I found the perfect solution to my organizational issues....I was a kitchen gadget shop today and came across a clear acrylic spice rack...PERFECT for those of us with limited space....here is my small but now organized collection


----------



## twiztdlilangel (Sep 8, 2009)

Awesome Idea...I love how organized!


----------



## malaviKat (Sep 8, 2009)

LOL Awesome! 
	

	
	
		
		

		
		
	


	




I have a few of these as well... I use them inverted in my drawers.  

Great collection!!


----------



## nursee81 (Sep 8, 2009)

those are cool where did you find them?


----------



## tigerkutiie (Sep 8, 2009)

you totally inspired me to organize my collection. :] it usually takes me a while to find what i need.


----------



## Sushi~Flower (Sep 8, 2009)

Quote:

   Originally Posted by *nursee81* 

 
_those are cool where did you find them?_

 
I found it at a shop called the Executive Chef here in Honolulu....but Im sure if you google it yo may be able to find them


----------



## gildedangel (Sep 8, 2009)

Very organized! I love it!


----------



## elle25 (Sep 8, 2009)

Thats such a great idea! I have to organise my collection soon and I might have to steal your idea


----------



## Tahti (Sep 8, 2009)

Awesome idea, love how neat everything looks!


----------



## SiCiLyGiRl (Sep 8, 2009)

wow thats amazing !


----------



## n_c (Sep 8, 2009)

I like it! Looks great


----------



## lauram (Sep 8, 2009)

thats so neat and perfect. im jealous!


----------



## GlamQueen21 (Sep 9, 2009)

WOW! That is so neat!

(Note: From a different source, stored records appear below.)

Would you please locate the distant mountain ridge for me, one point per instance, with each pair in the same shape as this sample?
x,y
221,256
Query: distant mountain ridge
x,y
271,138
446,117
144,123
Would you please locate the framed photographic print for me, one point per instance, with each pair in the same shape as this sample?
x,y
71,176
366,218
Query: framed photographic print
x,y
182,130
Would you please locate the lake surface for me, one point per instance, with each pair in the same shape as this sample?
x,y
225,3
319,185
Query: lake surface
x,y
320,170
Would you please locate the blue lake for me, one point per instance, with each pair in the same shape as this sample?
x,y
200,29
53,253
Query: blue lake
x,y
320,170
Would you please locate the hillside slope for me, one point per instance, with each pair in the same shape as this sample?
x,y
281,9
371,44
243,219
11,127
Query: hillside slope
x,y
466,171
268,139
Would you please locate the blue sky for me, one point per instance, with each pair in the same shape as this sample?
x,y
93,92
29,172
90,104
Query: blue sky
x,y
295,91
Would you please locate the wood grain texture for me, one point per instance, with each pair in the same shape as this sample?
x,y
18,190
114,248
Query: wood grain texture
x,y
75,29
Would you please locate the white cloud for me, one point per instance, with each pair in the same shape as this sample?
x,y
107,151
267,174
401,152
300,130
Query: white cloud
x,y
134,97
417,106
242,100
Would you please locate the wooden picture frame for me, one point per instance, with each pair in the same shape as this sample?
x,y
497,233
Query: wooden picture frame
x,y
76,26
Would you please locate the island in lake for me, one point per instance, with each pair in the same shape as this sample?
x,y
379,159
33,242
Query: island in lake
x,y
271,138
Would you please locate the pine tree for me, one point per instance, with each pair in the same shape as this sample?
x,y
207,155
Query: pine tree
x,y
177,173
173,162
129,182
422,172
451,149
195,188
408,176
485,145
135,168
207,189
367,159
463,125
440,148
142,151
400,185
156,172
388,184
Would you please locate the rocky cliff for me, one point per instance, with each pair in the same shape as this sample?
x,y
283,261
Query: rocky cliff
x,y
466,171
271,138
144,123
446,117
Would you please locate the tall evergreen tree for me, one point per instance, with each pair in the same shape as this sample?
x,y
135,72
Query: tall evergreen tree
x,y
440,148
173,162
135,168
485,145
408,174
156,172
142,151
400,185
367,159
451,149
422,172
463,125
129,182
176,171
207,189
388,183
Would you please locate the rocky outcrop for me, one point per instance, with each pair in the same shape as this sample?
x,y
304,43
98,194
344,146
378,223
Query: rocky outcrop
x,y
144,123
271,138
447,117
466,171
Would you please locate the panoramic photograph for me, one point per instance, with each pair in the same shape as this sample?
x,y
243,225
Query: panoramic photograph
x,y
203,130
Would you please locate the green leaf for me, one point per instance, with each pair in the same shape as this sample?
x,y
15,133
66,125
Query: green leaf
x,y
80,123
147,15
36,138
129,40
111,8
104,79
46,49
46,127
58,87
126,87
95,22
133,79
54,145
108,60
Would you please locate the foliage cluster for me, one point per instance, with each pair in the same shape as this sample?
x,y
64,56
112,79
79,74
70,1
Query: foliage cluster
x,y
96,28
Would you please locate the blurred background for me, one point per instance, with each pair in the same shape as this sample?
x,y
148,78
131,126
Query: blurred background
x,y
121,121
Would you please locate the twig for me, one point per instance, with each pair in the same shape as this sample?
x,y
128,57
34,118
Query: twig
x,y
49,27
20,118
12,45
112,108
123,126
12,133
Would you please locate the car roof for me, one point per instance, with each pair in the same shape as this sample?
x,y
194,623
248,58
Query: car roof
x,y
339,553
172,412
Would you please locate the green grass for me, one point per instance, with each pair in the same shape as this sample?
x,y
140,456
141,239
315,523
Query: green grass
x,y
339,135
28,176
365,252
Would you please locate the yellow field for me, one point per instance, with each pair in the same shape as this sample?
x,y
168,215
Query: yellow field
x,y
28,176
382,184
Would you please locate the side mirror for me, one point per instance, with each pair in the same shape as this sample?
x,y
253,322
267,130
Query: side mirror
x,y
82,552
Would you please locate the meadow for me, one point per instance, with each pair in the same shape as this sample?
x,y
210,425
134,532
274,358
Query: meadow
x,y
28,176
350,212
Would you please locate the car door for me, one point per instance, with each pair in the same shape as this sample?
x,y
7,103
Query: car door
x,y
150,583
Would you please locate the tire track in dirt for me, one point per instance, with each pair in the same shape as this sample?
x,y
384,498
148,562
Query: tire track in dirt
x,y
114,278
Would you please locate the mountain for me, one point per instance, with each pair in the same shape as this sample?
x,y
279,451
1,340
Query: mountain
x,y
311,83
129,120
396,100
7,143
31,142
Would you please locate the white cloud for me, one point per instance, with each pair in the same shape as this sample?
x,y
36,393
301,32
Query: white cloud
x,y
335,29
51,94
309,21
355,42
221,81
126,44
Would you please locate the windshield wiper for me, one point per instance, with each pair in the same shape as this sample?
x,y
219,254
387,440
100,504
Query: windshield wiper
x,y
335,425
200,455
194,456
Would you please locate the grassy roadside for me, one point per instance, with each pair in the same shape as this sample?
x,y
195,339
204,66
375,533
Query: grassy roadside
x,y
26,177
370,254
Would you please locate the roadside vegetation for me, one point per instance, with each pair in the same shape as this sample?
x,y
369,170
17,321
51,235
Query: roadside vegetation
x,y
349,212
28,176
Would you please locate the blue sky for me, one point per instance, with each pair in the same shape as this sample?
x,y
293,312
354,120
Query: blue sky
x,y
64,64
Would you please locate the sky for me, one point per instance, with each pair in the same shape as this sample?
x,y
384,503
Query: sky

I love how organized it is.


----------



## wifey806 (Sep 21, 2009)

cool! it's like walking into a MAC store!


----------



## jeitzen (Dec 6, 2009)

wow, beautiful!!


----------



## Hypathya (Dec 9, 2009)

You're so neat and organized! Gorgeous! Thanks for sharing!!


----------



## CajunFille' (Dec 9, 2009)

I am so OCD about my MAC being organized, since I treasure it so much. Your idea is amazing and looks like a pro counter. Love it!


----------